Kel è il figlio di Charlene, un talentuoso diciassettenne che vive con la madre in un quartiere povero e che vede nel baseball la sua unica possibilità di riscatto sociale, mentre sua madre, che non ha avuto la possibilità di proseguire gli studi universitari ed è cresciuta con questo rimpianto, vede nell’ottenimento di una laurea l’unica strada possibile per assicurare a suo figlio un futuro dignitoso, diverso dal presente che è costretto, costantemente, a mascherare, essendo stato iscritto da sua madre nella scuola superiore di uno dei sobborghi più ricchi del circondario. Kel è, apparentemente, un vincente: è bello, ha successo con le ragazze ed una promettente carriera nel baseball davanti a sé; tuttavia il ragazzo è non schiacciato dal peso delle aspettative di sua madre, affetta da una serie di malesseri che la portano a trascorrere solo brevi periodi di sobrietà, ma anche dal timore costante di fallire ed dal bisogno di dimostrare a sé stesso e agli altri di potercela fare a reggere il mondo intero sulle sue esili spalle di diciassettenne.

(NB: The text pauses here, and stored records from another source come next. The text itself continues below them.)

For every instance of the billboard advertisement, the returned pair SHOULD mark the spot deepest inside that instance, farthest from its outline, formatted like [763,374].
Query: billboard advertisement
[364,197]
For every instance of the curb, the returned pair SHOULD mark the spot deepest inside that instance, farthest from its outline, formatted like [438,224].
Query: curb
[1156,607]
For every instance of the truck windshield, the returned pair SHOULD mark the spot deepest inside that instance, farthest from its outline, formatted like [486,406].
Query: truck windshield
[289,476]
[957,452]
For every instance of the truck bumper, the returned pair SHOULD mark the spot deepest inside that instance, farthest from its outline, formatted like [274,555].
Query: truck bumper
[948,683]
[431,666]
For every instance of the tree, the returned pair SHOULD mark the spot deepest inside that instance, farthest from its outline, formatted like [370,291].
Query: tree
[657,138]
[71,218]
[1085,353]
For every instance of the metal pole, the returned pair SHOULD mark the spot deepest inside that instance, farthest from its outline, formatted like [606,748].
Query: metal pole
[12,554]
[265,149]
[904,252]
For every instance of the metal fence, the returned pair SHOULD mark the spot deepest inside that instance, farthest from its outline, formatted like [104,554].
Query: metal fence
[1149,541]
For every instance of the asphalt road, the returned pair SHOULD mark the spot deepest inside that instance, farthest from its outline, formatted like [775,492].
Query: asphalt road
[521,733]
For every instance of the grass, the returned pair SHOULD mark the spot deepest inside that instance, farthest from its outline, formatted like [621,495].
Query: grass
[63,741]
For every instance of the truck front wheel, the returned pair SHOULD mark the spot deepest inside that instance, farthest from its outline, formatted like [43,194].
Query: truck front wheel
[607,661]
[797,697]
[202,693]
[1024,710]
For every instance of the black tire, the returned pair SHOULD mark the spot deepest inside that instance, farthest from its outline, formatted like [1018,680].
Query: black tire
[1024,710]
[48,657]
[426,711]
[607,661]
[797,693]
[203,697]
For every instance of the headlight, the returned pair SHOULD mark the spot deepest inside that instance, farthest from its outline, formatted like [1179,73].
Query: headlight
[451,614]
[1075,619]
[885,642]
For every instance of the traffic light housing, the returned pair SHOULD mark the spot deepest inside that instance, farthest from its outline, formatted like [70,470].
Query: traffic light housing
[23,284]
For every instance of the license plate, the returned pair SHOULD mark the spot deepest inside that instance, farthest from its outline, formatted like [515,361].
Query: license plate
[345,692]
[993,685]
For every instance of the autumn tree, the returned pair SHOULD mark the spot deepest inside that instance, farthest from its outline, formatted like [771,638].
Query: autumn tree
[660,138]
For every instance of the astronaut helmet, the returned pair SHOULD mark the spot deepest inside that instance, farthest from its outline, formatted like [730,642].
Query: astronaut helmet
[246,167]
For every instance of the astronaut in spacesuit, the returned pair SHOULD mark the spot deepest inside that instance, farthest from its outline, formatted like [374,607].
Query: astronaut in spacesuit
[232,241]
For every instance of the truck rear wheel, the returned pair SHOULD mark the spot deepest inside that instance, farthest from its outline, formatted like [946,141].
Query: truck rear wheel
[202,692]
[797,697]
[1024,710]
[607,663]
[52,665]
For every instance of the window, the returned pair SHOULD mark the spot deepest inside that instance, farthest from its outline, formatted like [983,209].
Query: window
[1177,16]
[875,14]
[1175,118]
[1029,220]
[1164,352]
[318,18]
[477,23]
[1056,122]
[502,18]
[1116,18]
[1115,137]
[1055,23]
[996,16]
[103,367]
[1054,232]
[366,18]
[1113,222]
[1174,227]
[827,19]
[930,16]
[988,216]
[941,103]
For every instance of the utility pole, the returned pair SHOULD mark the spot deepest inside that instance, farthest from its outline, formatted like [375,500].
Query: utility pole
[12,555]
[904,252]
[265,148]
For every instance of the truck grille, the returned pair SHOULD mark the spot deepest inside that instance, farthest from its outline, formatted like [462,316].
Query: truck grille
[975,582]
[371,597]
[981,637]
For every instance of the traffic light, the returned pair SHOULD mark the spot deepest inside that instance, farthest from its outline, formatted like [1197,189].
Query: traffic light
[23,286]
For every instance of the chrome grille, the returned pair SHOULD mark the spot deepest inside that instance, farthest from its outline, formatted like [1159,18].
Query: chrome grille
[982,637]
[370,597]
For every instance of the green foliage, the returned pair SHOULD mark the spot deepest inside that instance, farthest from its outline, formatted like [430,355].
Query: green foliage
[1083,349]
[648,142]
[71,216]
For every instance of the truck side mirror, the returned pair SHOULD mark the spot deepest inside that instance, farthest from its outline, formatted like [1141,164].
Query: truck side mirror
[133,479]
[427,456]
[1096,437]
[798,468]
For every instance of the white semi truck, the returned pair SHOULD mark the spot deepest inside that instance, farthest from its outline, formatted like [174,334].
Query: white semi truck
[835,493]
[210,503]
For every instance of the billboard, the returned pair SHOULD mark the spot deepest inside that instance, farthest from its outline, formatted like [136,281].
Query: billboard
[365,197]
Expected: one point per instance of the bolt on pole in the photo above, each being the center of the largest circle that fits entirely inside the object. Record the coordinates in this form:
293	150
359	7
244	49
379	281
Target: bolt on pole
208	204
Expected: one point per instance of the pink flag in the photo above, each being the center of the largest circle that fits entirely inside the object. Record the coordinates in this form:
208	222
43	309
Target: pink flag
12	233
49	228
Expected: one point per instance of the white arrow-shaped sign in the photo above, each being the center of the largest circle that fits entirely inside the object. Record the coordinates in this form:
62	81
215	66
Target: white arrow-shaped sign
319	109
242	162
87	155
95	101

È proprio Charlene a rivelare ad Arthur in una lettera, con diciassette anni di colpevole ritardo, l’esistenza di Kel, cui non aveva mai fatto menzione precedentemente, nella parentesi irreale ed atemporale del loro rapporto epistolare. La donna gliene parla affinché Arthur si assuma l’incarico d’istruire privatamente Kel, di modo che possa migliorare i propri voti ed ambire ad un percorso universitario di successo. Ma anche Arthur ha i suoi segreti: ha infatti nascosto per tutti quegli anni alla donna la sua condizione.

Liz Moore è maestra nel comporre romanzi dalla struttura armonica, dove ogni tassello trovi il suo incastro, senza mai forzare la mano, e tuttavia non ricerca un’infallibilità ed una perfezione che nella vita vera non esistono. I suoi personaggi sono incompleti, fallimentari, manchevoli, in una sola parola: credibili. Sono uomini e donne come se ne incontrano ogni giorno, con le loro fragilità, i loro scheletri nell’armadio. Isole sole in mezzo al mare che, quache volta, per un prodigio del destino, si avvistano all’orizzonte e barattano la propria solitudine con un po’ d’amore e di calore umano, per poi scoprire che è esattamente ciò di cui avevano bisogno.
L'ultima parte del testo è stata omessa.